Connaissant les pathologies de suspectées chez un vieux chien, quels sont les médicaments de choix et les procédures à utiliser pour assurer un risque anesthésique moindre lors d’intervention sur cet animal?


Avant de s'attaquer au bien fondé de chaque classe d'agent anesthésique sur les patients gériâtriques, nous aimerions faire un bref survol des pathologies suspectées pouvant entraîner des complications anesthésiques dans le cas d'un sujet âgé. D'abord, au niveau du système nerveux, notons que l'activité nerveuse centrale est diminuée due à une baisse de production et à une destruction accentuée des neurotransmetteurs.
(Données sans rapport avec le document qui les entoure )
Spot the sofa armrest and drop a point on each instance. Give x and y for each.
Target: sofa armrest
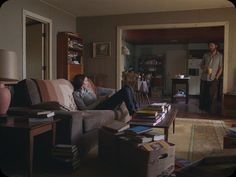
(103, 91)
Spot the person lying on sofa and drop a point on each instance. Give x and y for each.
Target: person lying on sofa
(85, 98)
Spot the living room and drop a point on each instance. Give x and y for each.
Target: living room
(107, 28)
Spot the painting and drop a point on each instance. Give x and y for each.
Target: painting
(101, 49)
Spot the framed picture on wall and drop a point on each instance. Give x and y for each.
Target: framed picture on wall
(101, 49)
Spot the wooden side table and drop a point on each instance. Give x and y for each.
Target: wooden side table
(29, 130)
(176, 81)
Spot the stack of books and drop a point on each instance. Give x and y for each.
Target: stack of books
(155, 145)
(42, 116)
(66, 155)
(231, 132)
(116, 126)
(138, 135)
(151, 115)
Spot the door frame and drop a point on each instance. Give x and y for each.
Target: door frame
(28, 14)
(171, 26)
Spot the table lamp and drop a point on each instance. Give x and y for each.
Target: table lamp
(8, 72)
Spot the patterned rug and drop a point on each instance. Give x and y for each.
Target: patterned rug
(193, 138)
(197, 138)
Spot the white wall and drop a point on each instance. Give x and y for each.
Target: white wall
(11, 33)
(104, 28)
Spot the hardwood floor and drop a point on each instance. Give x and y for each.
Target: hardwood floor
(191, 109)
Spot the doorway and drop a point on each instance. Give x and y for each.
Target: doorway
(36, 46)
(121, 29)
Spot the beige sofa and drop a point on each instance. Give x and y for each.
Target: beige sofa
(76, 126)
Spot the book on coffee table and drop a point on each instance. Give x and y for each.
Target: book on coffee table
(116, 126)
(137, 130)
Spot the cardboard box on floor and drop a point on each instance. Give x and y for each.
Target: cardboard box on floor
(141, 163)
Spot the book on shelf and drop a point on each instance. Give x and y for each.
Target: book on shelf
(65, 147)
(116, 126)
(231, 131)
(137, 130)
(65, 154)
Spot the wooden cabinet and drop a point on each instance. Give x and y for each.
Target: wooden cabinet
(229, 104)
(69, 55)
(154, 65)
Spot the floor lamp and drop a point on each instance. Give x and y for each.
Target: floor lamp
(8, 72)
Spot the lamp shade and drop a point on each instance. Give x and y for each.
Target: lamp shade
(8, 65)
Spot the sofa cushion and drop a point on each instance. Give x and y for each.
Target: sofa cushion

Il en résulte d'une sensibilité accrue aux agents anesthésiques et une difficulté à maintenir une thermorégulation normale. Au niveau du système, la difficulté à compenser suite à l'administration de certains médicaments intraveineux, demeure notre soucis premier. Puisqu'il n'est pas rare de voir des problèmes acquis comme l'endocardiose ou les maladies vasculaires chroniques chez les vieux chiens, les médicaments devront être donnés lentement et un ECG sera nécessaire durant les procédures. Du côté du système respiratoire, l'inquiétude provient du fait que l'animal gériâtrique connait une perte d'élasticité pulmonaire, ce qui peut entraîner une hypoxémie par diminution de perfusion. Une oxygénothérapie avant et après la chirurgie sera donc essentielle. La fluidothérapie sera aussi très importante puisque l'insuffisance rénale est une autre des conséquences du vieillissement, ce qui changera la dynamique d'élimination des produits utilisés. De plus, le métabolisme des drogues pourrait être diminué advenant une dégénérescence sénile de l'organe. En plus de ce phénomène, on ne voudra pas exacerber la condition du foie, c'est pourquoi le choix des agnts anesthésiques devra être judicieux.

Enfin, en ce qui a trait à la sélection des agents anesthésiques idéaux pour notre Poméranien de 12 ans, nous retiendrons les produits proposant un certain compromis entre l'efeet désiré et le minimum de répercussions secondaires. Notre soucis majeur au niveau des effets immédiats des drogues ira plutôt vers les systèmes vitaux, soit cardiovasculaire et respiratoire.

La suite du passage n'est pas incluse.